A friend of our family became befriended by a few JW's, even though she is a 'born again' Christian (by the way, I hate that term-has anyone else ever been called that?). She actually managed to make one of the men that visited her realise that he had devoted his entire life to something that was totally fake and meaningless. However, this poor confused person told her that he could never leave, as he had spent his life converting people, which would leave him with a guilty conscience, and also all his friends were Witness's. If he left he'd be cut off he would have no one. My heart goes out to people like that.
I was sickened to see this, and it is SO typical of JWs to ignore what is going on under their noses.

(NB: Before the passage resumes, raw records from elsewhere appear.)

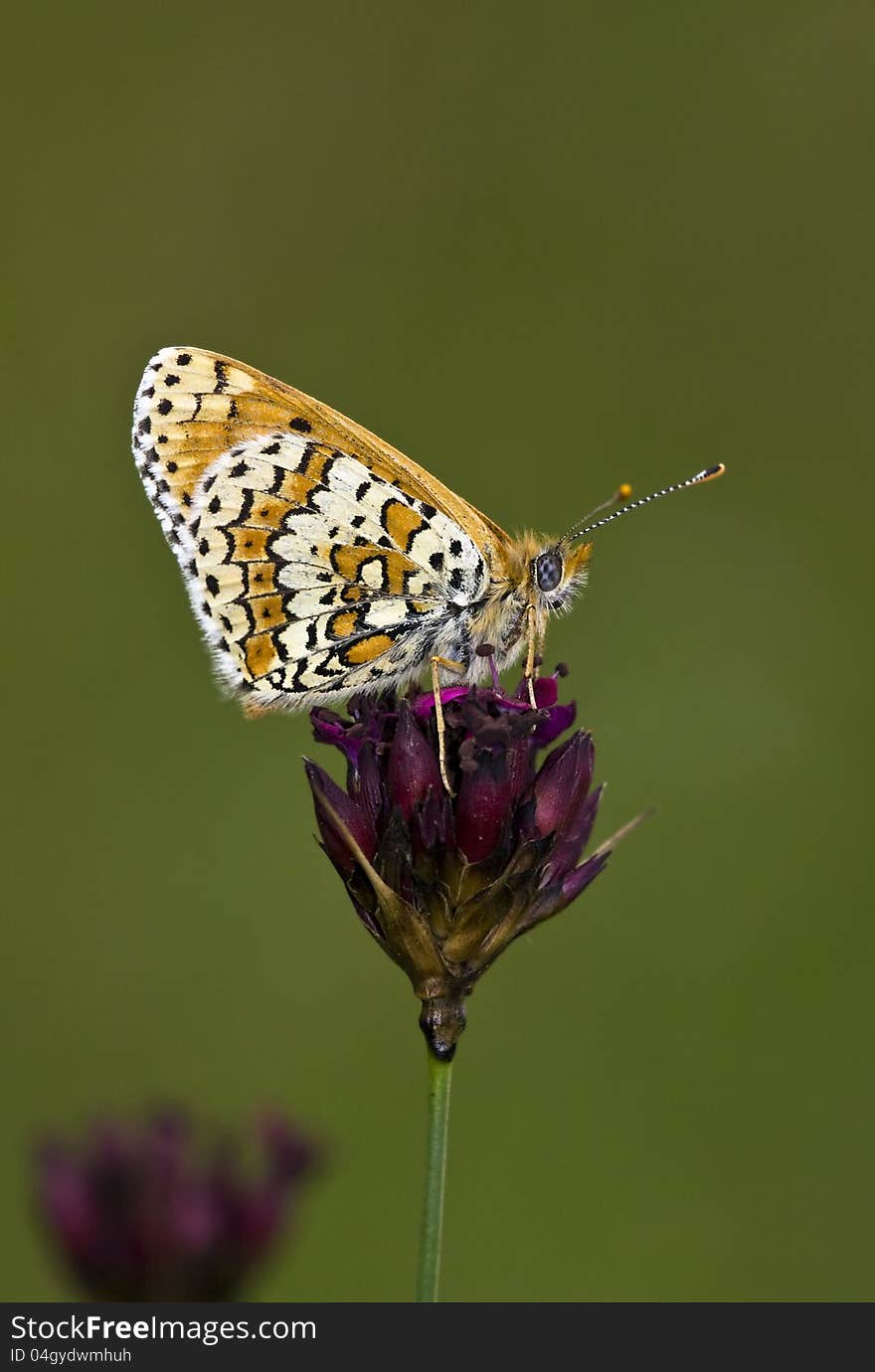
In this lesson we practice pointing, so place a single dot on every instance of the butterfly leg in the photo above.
(531, 632)
(441, 729)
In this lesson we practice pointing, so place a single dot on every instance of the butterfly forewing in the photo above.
(317, 559)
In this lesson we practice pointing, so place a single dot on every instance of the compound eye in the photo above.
(548, 571)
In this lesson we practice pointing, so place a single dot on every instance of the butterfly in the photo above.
(318, 560)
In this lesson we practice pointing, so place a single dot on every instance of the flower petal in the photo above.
(349, 814)
(561, 783)
(412, 768)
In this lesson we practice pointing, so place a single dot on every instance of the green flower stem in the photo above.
(439, 1079)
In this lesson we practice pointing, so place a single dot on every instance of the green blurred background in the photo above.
(543, 249)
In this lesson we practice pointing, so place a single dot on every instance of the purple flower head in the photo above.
(158, 1212)
(444, 883)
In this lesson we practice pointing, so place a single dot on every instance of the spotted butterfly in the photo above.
(321, 562)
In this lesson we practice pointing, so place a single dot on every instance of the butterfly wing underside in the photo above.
(317, 559)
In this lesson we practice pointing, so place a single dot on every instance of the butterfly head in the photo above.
(557, 573)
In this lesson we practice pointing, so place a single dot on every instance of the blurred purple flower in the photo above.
(445, 883)
(155, 1212)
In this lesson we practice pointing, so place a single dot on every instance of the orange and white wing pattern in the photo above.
(318, 560)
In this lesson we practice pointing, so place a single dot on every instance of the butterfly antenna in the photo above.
(624, 491)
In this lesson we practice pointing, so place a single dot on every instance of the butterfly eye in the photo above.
(548, 571)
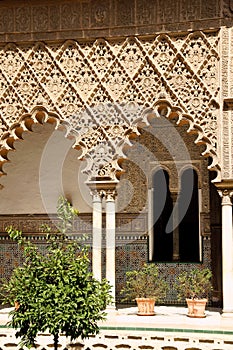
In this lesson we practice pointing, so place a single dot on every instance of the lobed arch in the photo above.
(115, 137)
(38, 115)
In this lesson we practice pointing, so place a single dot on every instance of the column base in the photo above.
(111, 309)
(227, 313)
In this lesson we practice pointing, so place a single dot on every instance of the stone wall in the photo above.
(53, 20)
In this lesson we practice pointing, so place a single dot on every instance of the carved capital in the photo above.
(96, 195)
(174, 196)
(109, 194)
(226, 195)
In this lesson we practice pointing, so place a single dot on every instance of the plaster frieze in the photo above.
(101, 91)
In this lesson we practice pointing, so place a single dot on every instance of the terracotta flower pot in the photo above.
(145, 306)
(196, 307)
(17, 305)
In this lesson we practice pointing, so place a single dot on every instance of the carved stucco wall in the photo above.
(226, 116)
(103, 88)
(59, 20)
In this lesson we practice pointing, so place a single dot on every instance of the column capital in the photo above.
(103, 189)
(109, 194)
(226, 195)
(174, 195)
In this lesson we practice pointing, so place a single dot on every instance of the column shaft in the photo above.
(110, 243)
(97, 237)
(227, 254)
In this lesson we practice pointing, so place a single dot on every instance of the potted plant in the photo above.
(145, 286)
(195, 287)
(55, 290)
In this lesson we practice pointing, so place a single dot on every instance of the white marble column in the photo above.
(175, 223)
(110, 239)
(227, 252)
(97, 234)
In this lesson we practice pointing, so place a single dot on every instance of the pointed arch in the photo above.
(38, 115)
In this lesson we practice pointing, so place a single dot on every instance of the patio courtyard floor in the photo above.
(168, 329)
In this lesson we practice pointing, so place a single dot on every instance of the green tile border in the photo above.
(175, 330)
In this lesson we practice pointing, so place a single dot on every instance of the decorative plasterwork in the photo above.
(101, 90)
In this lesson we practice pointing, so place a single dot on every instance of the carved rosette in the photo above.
(226, 195)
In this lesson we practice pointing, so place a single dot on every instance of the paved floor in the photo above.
(169, 317)
(166, 317)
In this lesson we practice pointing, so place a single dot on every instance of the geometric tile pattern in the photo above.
(131, 249)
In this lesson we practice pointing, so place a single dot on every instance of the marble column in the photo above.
(110, 239)
(97, 234)
(175, 223)
(227, 252)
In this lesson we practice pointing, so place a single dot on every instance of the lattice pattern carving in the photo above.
(102, 89)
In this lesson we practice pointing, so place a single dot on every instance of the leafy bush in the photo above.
(195, 284)
(55, 291)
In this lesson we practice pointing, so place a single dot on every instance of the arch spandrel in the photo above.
(102, 89)
(103, 146)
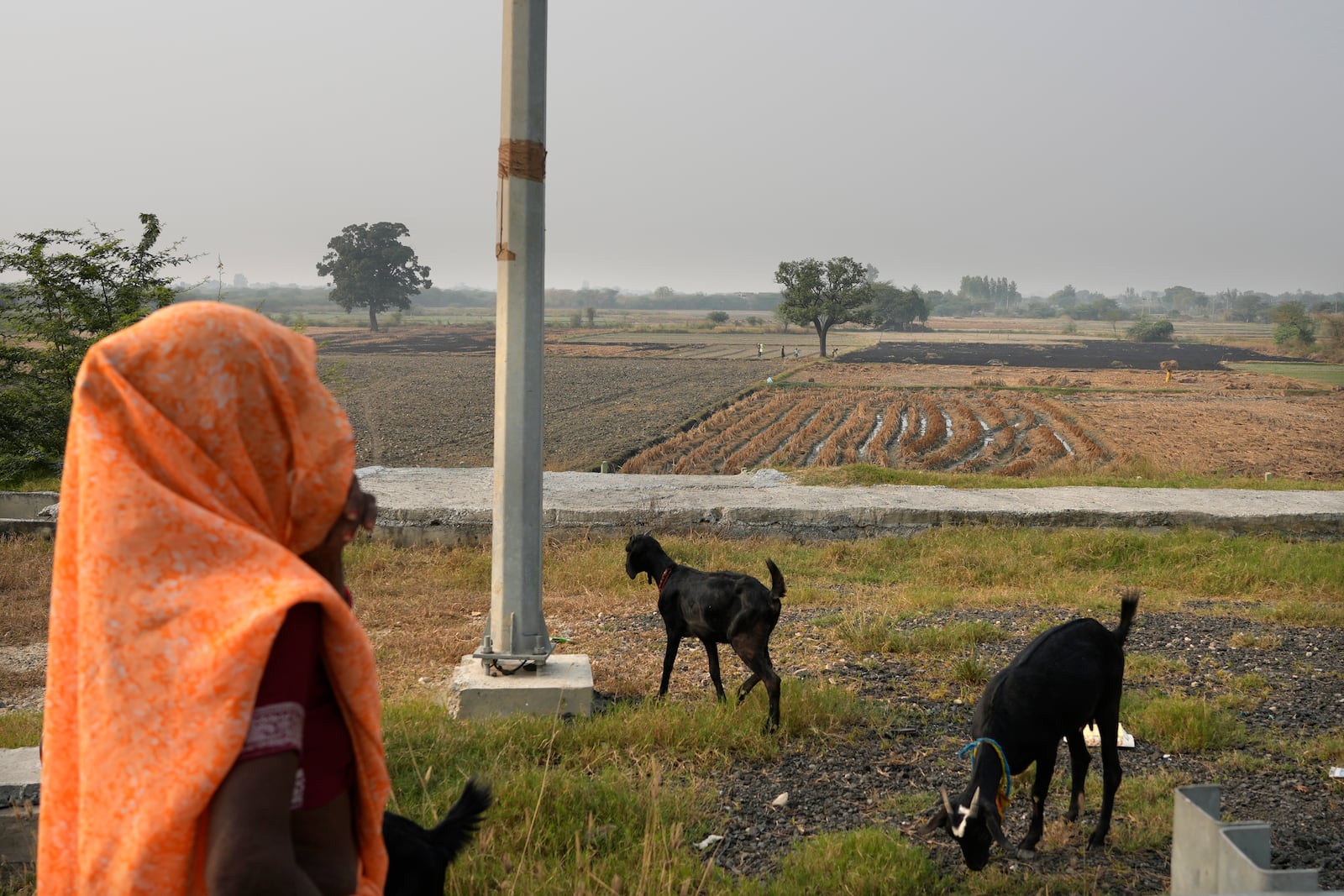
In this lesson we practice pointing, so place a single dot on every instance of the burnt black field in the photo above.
(1081, 355)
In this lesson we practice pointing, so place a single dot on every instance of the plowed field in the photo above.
(1005, 432)
(427, 399)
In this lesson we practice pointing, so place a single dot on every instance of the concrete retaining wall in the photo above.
(1214, 856)
(19, 512)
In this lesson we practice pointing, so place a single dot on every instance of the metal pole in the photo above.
(517, 629)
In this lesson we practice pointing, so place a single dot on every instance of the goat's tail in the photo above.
(457, 828)
(776, 580)
(1128, 606)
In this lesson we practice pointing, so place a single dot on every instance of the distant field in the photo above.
(1328, 374)
(952, 402)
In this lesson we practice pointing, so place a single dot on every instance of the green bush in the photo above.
(1151, 331)
(74, 291)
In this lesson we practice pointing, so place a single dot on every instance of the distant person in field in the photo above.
(213, 718)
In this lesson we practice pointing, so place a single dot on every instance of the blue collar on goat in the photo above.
(1005, 789)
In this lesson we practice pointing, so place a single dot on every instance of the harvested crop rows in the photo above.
(1000, 432)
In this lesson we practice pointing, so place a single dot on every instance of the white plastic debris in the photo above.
(1122, 738)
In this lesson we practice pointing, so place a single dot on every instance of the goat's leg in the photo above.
(1079, 761)
(1045, 772)
(756, 653)
(711, 651)
(1108, 723)
(669, 658)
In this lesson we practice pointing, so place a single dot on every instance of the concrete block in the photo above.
(20, 777)
(20, 782)
(561, 687)
(1243, 866)
(1213, 856)
(19, 835)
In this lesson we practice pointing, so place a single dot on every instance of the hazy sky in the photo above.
(696, 144)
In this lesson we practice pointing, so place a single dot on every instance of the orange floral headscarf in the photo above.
(203, 457)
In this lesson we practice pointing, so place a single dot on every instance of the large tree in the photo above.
(73, 289)
(371, 268)
(824, 295)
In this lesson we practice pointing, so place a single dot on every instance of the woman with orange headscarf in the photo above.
(213, 720)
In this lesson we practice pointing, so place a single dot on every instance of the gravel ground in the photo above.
(850, 782)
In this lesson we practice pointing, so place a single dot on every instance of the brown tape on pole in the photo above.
(523, 159)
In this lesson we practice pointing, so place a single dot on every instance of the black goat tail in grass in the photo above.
(1128, 606)
(418, 859)
(776, 579)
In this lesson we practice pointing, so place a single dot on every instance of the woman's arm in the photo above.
(249, 846)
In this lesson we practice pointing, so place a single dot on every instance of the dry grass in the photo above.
(24, 582)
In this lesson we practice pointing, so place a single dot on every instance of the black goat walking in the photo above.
(717, 607)
(1063, 680)
(418, 859)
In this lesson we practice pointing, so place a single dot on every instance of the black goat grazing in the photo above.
(418, 859)
(717, 607)
(1063, 680)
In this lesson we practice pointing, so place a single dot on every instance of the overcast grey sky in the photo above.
(696, 144)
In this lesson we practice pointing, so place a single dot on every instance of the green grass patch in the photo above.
(869, 860)
(1146, 667)
(612, 804)
(1183, 725)
(1305, 611)
(20, 728)
(877, 631)
(1327, 750)
(1327, 374)
(1142, 809)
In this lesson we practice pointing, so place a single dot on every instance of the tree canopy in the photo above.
(371, 268)
(895, 308)
(824, 295)
(76, 288)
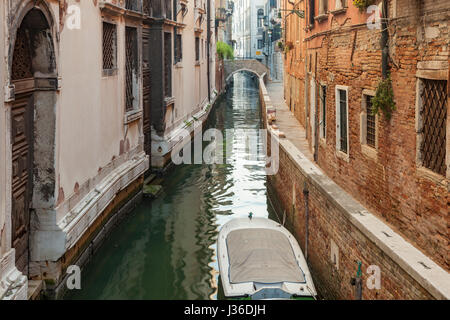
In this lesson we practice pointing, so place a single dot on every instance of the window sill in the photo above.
(369, 152)
(132, 116)
(321, 17)
(339, 11)
(342, 155)
(428, 174)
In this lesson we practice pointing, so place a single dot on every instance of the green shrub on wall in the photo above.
(384, 99)
(224, 50)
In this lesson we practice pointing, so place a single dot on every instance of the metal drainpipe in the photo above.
(306, 196)
(385, 41)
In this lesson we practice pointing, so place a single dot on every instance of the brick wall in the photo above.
(387, 181)
(330, 224)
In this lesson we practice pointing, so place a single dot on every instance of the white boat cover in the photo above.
(263, 256)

I watched a programme on BBC 1 last year about the child abuse that was being covered up in Kingdom Halls all over the world. I have the highest respect for you and your family for telling your story so that others can be aware of the problems that are spreading through this insane cult. Don't let these mentalists get you down, and stop you from spreading the word-your story may help others, keep on going.
my parents have finally disowned me.. my dad called yesturday and told me to get the "dogs of my mothers back" about my upcoming wedding.. i told him that i havent put anyone on mum's back and if they are saying it, its because they want to and don't agree with what he and mum are doing.
i said that mum can speak for herself and he said that she and will and the next time you speak to your mother she will tell you that we dont want to ever speak to or see you again...".
at this point in the conversation i hung up the phone in his ear.
That is terrible, and I hope that one day they will realise what they have thrown away so cruelly. You sound like you have the support of a great person, let that help you through it all. I have never been a jw, but I did go out with one for a while. He broke up with me and broke my heart badly because I wouldn't become a jw and leave my Christian family. I am only 19, and not only am I a Christian myself, but I am incredibly close to my parents too. I think his Mum threatened to cut him off, if he didn't split up with me. The only thing that helped me through the pain was knowing that I always had my heavenly father there with me, supporting me in the worst times. Maybe one day, you might find the true God, and come to know him and his loving ways.
my parents have finally disowned me.. my dad called yesturday and told me to get the "dogs of my mothers back" about my upcoming wedding.. i told him that i havent put anyone on mum's back and if they are saying it, its because they want to and don't agree with what he and mum are doing.
i said that mum can speak for herself and he said that she and will and the next time you speak to your mother she will tell you that we dont want to ever speak to or see you again...".
at this point in the conversation i hung up the phone in his ear.
Hi, I'd just like to say good on you for finding Christianity-I have been a Christian all my life, and Jesus has always supported me in my darkest times. I think that you were very brave to leave. I was going out with a man that I loved very very much, who split up with me becuause I wouldn't leave Christianity and become a Witness. It broke my heart, and I still hurt a lot to this day. I pray a lot, not only that I can find the strength to forgive this insane cult, but also that all the members will one day receive a big wake up call from the true God, and realise that they have been wrong and repent of what they have done and said.